TTS Data Preparation Process

Published on October 17, 2024

Table of Contents

Data preparation is a crucial first step in developing a high-quality text-to-speech (TTS) system. This article briefly summarizes the conversion process from raw audio to the final training dataset, some open source speech databases suitable for training speech synthesis models.

Overview of Data Preparation Link to this section

The training of a TTS system requires a large amount of high-quality, structured speech data. In order to obtain such a dataset, we need a complete set of data processing processes, including steps such as audio normalization, speaker separation, segmentation and transcription.

Emilia-Pipe Process Link to this section

Emilia-Pipe is a processing pipeline designed for TTS data preparation, which contains the following key steps:

Step	Description
Normalization	Normalization of audio to ensure consistent volume and quality
Source separation	Processes long audio into pure speech without background music (BGM).
Speaker Separation	Extracts medium-length, single-speaker speech data
VAD-based fine segmentation	Slices speech into 3-30 second single-speaker segments
ASR	Get text transcription of speech segments
Filtering	Quality control to obtain the final processed dataset

The source code for the Emilia preprocessing tool is available on GitHub: Amphion/preprocessors/Emilia

Speaker Separation Link to this section

Speaker Diarization is a key step in TTS data preparation that identifies “who is talking when”. This technique is essential for extracting a single speaker’s voice segment from audio such as a multi-person conversation or podcast.
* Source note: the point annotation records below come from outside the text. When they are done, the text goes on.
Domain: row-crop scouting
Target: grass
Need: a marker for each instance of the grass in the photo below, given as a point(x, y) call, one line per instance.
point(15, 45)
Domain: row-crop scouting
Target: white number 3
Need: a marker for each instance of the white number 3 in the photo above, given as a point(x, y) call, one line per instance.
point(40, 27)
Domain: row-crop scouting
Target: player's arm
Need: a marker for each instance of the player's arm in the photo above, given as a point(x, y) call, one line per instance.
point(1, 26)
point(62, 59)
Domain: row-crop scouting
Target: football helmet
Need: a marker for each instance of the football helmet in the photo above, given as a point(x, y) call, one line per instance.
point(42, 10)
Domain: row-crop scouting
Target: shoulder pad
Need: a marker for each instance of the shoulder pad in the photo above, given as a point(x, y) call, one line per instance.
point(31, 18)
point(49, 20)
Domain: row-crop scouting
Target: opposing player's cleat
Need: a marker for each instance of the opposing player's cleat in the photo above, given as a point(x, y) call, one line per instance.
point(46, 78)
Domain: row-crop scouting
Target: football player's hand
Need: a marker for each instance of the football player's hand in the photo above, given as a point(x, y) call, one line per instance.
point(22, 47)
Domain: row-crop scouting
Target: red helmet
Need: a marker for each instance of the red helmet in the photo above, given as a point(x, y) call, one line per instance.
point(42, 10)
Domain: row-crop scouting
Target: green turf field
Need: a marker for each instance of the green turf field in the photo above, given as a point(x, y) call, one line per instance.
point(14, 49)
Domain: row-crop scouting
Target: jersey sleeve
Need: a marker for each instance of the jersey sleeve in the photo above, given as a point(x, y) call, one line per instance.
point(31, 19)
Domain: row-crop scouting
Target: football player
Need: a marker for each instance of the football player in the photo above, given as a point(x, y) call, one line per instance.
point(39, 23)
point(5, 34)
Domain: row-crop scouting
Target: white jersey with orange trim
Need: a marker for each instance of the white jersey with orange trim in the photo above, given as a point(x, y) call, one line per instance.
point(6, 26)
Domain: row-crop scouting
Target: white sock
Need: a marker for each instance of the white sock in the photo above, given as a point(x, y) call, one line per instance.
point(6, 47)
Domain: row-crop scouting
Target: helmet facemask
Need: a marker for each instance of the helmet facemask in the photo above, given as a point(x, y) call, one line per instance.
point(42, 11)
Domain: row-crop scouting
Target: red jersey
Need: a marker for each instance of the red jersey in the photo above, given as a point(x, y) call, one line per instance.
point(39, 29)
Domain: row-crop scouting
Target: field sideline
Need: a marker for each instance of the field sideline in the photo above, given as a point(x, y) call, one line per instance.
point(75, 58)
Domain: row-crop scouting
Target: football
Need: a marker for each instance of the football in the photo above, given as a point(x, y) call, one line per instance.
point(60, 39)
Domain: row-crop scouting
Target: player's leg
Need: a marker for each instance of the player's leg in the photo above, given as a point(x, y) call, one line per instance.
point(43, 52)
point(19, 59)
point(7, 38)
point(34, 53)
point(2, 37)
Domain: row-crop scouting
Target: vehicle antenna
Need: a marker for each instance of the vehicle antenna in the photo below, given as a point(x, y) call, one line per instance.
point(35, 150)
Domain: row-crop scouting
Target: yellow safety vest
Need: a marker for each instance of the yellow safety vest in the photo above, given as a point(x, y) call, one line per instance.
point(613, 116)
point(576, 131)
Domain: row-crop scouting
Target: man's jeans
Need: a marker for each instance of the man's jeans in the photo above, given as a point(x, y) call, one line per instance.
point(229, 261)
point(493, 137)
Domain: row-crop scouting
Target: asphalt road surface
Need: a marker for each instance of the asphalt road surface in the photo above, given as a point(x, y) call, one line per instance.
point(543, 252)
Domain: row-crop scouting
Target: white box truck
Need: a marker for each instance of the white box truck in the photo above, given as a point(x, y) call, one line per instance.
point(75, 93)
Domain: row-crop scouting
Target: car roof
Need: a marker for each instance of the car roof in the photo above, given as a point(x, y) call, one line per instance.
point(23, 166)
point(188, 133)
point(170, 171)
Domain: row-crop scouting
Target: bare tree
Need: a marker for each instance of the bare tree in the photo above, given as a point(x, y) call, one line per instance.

More details on speaker separation techniques can be found in Speaker Diarization 3.1.

RTTM (Rich Transcription Time Marked) is an annotation format commonly used in speech processing to record speaker transition information.The meanings of the columns of an RTTM file are listed below:

Column Name	Description
Type	Type of segment; should always be SPEAKER.
File ID	File name; base name of the recording (without extension), e.g. rec1_a
Channel ID	Channel ID (indexed from 1); should always be 1
Turn Onset	Turn onset time (number of seconds from the start of the recording)
Turn Duration	Turn Duration (in seconds)
Orthography Field	Should always be .
Speaker Type	Should always be <NA
Speaker Name	Speaker name; should be unique within each file range
Confidence Score	System Confidence Score (probability); should always be <NA
Signal Lookahead Time	Should always be .

Efficiency in practice Link to this section

In a real production environment, using GPUs can dramatically improve processing efficiency. According to the test, using one A800 GPU for batch processing can process about 3000 hours of audio data in a single day.

Chinese Open Source Speech Data Link to this section

Mandarin open source speech data suitable for training speech synthesis models.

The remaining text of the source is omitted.